As our concierge doctors have mentioned in the past, data on the new coronavirus is continually evolving as we gain more experience with it. One of these areas is in the use of face masks or face coverings for the general public.
The latest guidance from the Centers for Disease Control and Prevention (CDC) is that everyone should wear some type of face covering when they’re out among the general public where people gather, such as grocery stores.
This new guidance is not because the original concerns have changed, but because we now know more about the transmission of COVID-19.
For a bit of background, the coronavirus virions (virus particles) each measure between 0.1 and 0.2 microns in diameter. For comparison, a human hair is approximately 100 microns in diameter. Thus, it takes a specially woven mask to filter out particles as small as the coronavirus.
These, of course, are the medical-grade masks known as N-95 masks, because they have been shown to filter out 95 percent of virions
As we told you in early February, there are several problems with the face masks used by the general public.
- Typically made of paper, they don’t filter as many particles as the medical-grade N95 masks, and they also leave the eyes exposed, allowing the virus to enter that way.
- If they aren’t changed regularly, they could eventually begin to trap viruses that you then breathe in.
- Most people don’t know to proper way to wear them, take them off, or clean them after wearing.
The biggest problem, however, with wearing surgical masks or even homemade face coverings to fend off the coronavirus is that they may give users a false sense of security, and they then may not take proper precautions like hand washing and social distancing because they think they’re protected.
These issues still exist.
What’s different today is growing evidence that:
- the coronavirus can by transmitted by those who are infected but have not yet shown symptoms (“presymptomatic transmission”), as well as by those who are infected and will never show symptoms (“asymptomatic transmission”); and,
- we now know that the virus can be transmitted up to six feet by infected persons who cough, sneeze, talk, sing, or even breathe, sending out tiny airborne particles (“droplet nuclei”) that can linger in the air for as long as three hours, then drop to surfaces which then become contaminated.
This helps account for the rapid, almost mysterious, spread of the virus among the population. Asymptomatic and presymptomatic people are transmitting the virus without knowing it. So more experts are urging the public to don some type of face covering to prevent transmission of the virus to others.
The fact that the use of non-medical grade face coverings won’t prevent you from getting it still holds true, although it will prevent you from touching your nose and mouth while away from home, and keep you from becoming infected that way.
So why the change?
As one medical professional put it during an interview, “My mask protects you; your mask protects me.” In other words, it’s more than common courtesy; it’s something we can all do to help save lives and “flatten the curve,” i.e., lower the rate of new cases.
The CDC offers both sew and no-sew instructions on how to create your own face covering here: https://www.cdc.gov/coronavirus/2019-ncov/prevent-getting-sick/diy-cloth-face-coverings.html, as well as guidance for wearing, removing, and cleaning it properly.
It also offers this admonition, with which we strongly concur:
“The cloth face coverings recommended are not surgical masks or N-95 respirators.

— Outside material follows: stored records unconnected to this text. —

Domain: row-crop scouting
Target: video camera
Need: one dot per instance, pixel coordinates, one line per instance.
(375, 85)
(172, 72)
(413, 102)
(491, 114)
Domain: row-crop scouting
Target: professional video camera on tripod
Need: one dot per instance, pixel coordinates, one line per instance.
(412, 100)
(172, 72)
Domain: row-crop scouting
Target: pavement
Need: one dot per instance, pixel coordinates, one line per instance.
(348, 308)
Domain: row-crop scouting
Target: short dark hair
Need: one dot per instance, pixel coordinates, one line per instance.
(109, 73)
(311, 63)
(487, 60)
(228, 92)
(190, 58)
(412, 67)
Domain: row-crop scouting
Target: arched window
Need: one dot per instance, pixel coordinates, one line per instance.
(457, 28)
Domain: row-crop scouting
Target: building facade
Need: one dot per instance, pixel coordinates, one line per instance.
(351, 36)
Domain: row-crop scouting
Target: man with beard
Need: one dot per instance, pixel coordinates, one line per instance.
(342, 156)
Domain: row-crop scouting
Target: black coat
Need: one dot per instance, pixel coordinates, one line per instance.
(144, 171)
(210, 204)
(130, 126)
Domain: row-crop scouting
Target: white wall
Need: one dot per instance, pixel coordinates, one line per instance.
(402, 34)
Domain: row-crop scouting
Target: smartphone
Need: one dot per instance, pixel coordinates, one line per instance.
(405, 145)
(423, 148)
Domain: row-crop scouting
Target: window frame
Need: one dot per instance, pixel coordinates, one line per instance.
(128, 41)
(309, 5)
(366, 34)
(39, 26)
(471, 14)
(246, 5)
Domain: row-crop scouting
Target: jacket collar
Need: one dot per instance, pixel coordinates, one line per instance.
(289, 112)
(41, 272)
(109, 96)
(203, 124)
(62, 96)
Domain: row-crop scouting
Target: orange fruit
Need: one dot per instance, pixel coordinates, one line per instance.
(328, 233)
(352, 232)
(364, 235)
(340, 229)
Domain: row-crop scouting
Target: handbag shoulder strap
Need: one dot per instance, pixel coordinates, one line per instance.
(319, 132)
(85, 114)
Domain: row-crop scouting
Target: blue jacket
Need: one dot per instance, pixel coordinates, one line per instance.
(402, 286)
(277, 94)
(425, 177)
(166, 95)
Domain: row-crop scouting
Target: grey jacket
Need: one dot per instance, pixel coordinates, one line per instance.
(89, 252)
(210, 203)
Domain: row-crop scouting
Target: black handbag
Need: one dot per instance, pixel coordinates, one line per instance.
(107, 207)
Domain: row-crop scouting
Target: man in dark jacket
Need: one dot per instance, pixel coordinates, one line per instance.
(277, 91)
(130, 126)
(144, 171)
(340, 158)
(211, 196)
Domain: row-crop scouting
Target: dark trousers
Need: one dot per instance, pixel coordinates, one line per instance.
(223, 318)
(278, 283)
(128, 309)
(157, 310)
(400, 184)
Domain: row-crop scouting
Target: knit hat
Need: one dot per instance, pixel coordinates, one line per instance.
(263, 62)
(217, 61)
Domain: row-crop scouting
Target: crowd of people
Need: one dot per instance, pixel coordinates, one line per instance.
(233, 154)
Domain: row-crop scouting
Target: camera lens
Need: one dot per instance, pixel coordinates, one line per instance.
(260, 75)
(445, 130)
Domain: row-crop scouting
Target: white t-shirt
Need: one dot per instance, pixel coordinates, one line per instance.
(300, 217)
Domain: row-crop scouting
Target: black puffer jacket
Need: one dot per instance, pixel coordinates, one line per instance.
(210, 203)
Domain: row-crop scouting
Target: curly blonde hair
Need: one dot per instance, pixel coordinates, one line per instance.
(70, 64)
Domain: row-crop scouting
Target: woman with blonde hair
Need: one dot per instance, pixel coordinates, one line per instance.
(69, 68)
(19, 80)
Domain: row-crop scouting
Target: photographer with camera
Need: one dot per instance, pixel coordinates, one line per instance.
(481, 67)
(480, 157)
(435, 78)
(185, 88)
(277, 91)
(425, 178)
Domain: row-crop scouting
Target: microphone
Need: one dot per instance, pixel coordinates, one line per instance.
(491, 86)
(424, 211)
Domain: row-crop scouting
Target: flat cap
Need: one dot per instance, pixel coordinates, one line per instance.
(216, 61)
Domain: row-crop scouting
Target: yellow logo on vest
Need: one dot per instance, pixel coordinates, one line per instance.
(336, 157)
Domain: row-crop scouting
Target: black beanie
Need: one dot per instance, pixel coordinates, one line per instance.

Those are critical supplies that must continue to be reserved for healthcare workers and other medical first responders.”
Finally, we can’t stress this enough: A face mask or covering is no substitute for the good hygiene that everyone must continue to practice:
- Stay home if at all possible.
- Stay at least six feet away from others when you must leave home.
- Avoid touching the T-zone (eyes, nose, mouth) until after you’ve washed your hands.
- Wash your hands for at least 20 seconds with soap and water, or use an alcohol-based sanitizer if soap and water aren’t available.
And if you do have access to a supply of N-95 respirators or other medical-grade masks, we hope you will donate them to medical workers who are in close and sustained contact with the coronavirus as they battle to save lives.